Una vez en la planta baja, recordó el camino que conducía a la terraza donde habíamos cenado el día de nuestra llegada. Tras atropellar en su avance a varios sirvientes asustados por ese extraño convoy, volcó su captura en las aguas, donde desapareció entre un surtidor de espuma.

Como si se tratara de un simple cesto para escurrir la ensalada, Morgennes sacudió vigorosamente la red en las aguas del Bósforo -que, a Dios gracias, aquel día eran de una limpidez excepcional-. Luego, saltando por encima de la balaustrada, la arrastró hasta la orilla. Allí, el quintal de vajilla quedó tendido entre las hierbas y las flores del Bósforo, como un pez reventado que derrama sus entrañas en el mostrador del pescadero. Tras haber frotado las últimas impurezas y haber enjuagado todo el montón volviendo a sumergirlo en el Bósforo, Morgennes dejó que se secara al sol. Luego pasó toda una semana colocando cada una de las piezas en su lugar.

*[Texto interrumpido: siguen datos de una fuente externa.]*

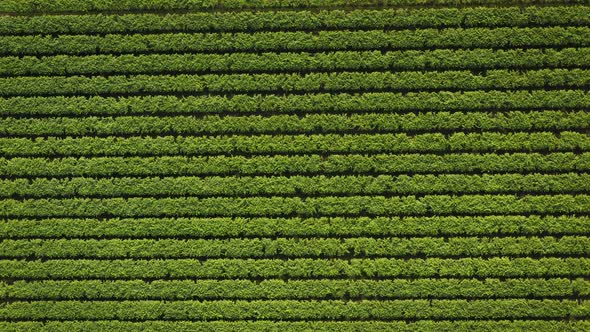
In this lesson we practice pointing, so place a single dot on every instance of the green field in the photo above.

Cuando terminó, a pesar de la fatiga, lucía una sonrisa insolente.

– ¿No hay nada más que lavar? -preguntó al maestro cocinero.

– No. Tu período de lavaplatos ha acabado. ¡Ahora eres sirviente!

– ¿Y en qué consiste eso?

– Pues en servir, claro está.

Tras el lavado venía el servicio. La primera tarea de Morgennes no ofrecía, en apariencia, ninguna dificultad. Se trataba de llevar una taza de té a Colomán.

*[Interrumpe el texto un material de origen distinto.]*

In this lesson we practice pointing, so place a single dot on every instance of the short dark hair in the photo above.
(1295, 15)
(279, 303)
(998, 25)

– Lo encontrarás en sus aposentos.

– ¿Es decir?

– No es complicado, está arriba de todo.

– ¿En lo alto de la escalera?

– Arriba.

Morgennes cogió la bandejita de plata sobre la que habían depositado una delicada taza de porcelana china, y se alejó en dirección al primer piso y a la gran escalera que había visto el primer día.

– ¿Quieres que te acompañe? -le propuse.

– No, gracias, no vale la pena. ¡No tardaré mucho!

– Como quieras.

Volví a mis libros de cocina, con Cocotte pegada a mis talones. La gallina, a la que los pinches lanzaban de vez en cuando un puñado de maíz, empezaba a recuperarse. Sus plumas, que volvían a crecer, adoptaban un hermoso color rojo anaranjado, como si fuese una llama escapada del hogar.

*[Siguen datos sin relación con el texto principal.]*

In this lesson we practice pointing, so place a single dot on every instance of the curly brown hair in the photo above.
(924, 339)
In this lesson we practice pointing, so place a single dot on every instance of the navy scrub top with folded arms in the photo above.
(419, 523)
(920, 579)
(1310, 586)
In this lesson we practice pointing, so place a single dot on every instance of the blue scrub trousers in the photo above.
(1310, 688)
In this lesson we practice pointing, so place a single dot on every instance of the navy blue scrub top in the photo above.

Después de llegar al final de la escalera de caracol que conducía de las cocinas a la planta baja, Morgennes se dirigió hacia la gran escalera de mármol que daba acceso al primer piso. Ingenuamente había creído que esta escalera permitía acceder también al segundo, tercer y cuarto pisos del palacio, pero no era así. Cada nivel tenía su propia escalera, y no eran tan fáciles de encontrar como la de la entrada. Morgennes recorrió un interminable número de pasillos, asomó la cabeza por todo tipo de puertas, descubrió salas inmensas y tan vacías como aparentemente inútiles, antes de hallar la escalera que subía al segundo piso. Allí recorrió a lo largo y a lo ancho un laberinto de pasillos y corredores que se cruzaban, se entrecruzaban, e incluso a veces acababan en un callejón sin salida.

«Demonios -se decía-. ¡Es para volverse loco! Suerte que tengo buena memoria, porque si no…»

Si no, su suerte tal vez habría sido la misma que la del hombre cuyos restos distinguía, con la bandeja todavía en la mano, muerto de agotamiento en el cruce de cuatro pasillos.

Esta vez la escalera se encontraba detrás de lo que parecía una vulgar puerta de armario.

– ¡No hay que fiarse de las apariencias!

El tercer piso estaba casi tan desierto como el precedente, con la diferencia de que había seis muertos en lugar de uno solo; entre ellos, uno clavado contra una pared con una estaca en el estómago.

– Tendré que redoblar las precauciones…

Temiendo una trampa, Morgennes avanzó pegado a las paredes, caminando de puntillas, vigilando dónde ponía el pie y aguzando el oído, al acecho del menor ruido. Pero, aunque recorrió este piso varias veces en todos los sentidos y abrió todas las puertas de armario, no había rastro de escalera.